After thinking about where I was, I came to two pretty hard core realisations:

  1. I met F at university, so how can I say that it was a waste of time? How can I regret it? If I didn’t go to university would I have met my soulmate? (yep, going full cheesy on you guys but he really is my soulmate)

  2. The work that I produced when I first started NAYMA reflected the emotions I was going through. I wasn’t happy. I was stressed. I was trying to fit in with my new family. I missed my family, my room, my mum’s house in general and not having to cook and clean. My work reflected my state of mind i.e. lots of black and very dull photos.

    My life is very different now. I actually graduated university, something I don’t think myself or my parents ever thought would happen lol! F and I are living in a new city, by ourselves. Which comes with its own hardships but overall I am happier. I am appreciating life more. I am able to look back at all that I have been through and actually be grateful for everything.

    You know those “aha!” moments when you can look back on something and you suddenly realise why it happened. When you see Allah’s plan had fallen into place and you can’t help but be like “THANK YOU ALLAH YOU ARE AMAZING AND MY PLANS DEFINITELY SUCK COMPARED TO YOURS”. I’ve had far too many to count recently, and I am ever so grateful. I think I can say I now see the world in colour. I mean, i’m even wearing colour these days, which guys, is a super big deal for me.


    So, here I am, looking into the future now. My thoughts of rebranding NAYMA have vanished (but I will be changing/creating a new logo because it’s about time I have one). NAYMA has changed, it’s grown and it is becoming the brand. It is a personal brand, one that reflects me, my mood, my life experiences. It’s also a brand that strongly reflects my religion. A religion that has made me who I am. That has allowed me to grow, change and appreciate everything that happens in this life. It is the religion that inspires me, ignites my passion, teaches and guides me in everything I do.

    I realise now I’ve been in this rut because I was lacking the confidence to put it out there that I have changed. That NAYMA has changed. Some of you are going to be like “ugh you’ve changed, you can’t sit with us anymore” and that’s okay. My work isn’t going to appeal to everyone, and I finally have the confidence to accept that and be okay with it.

    Here’s to change. To believing in ourselves. To growth. To becoming better. To learning. To appreciating. To practicing sincere gratitude. To being ourselves. To being confident. To being who and what we want to be. To not worrying about what others think or say about us. To trusting Allah.

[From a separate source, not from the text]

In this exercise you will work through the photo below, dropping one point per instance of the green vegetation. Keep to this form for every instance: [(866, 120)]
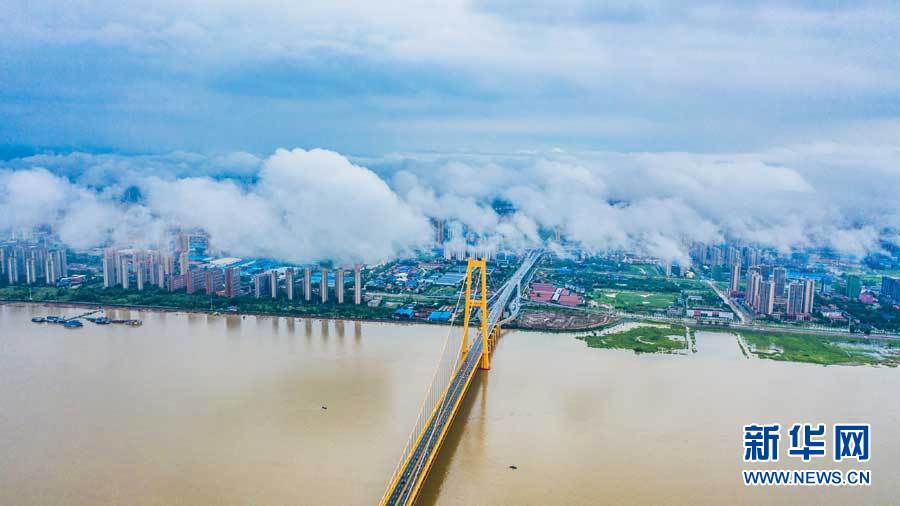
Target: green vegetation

    To the future of NAYMA, which will no doubt change as I do. Thank you to all of you that are following my journey, purchasing my artwork and believing in me, I sincerely pray that The Almighty rewards you with goodness in this life and the next and that my work is of benefit to you, that it reminds you of Your Lord and brings you closer to Him. I pray that together we help each other enter The Gardens of Firdaus.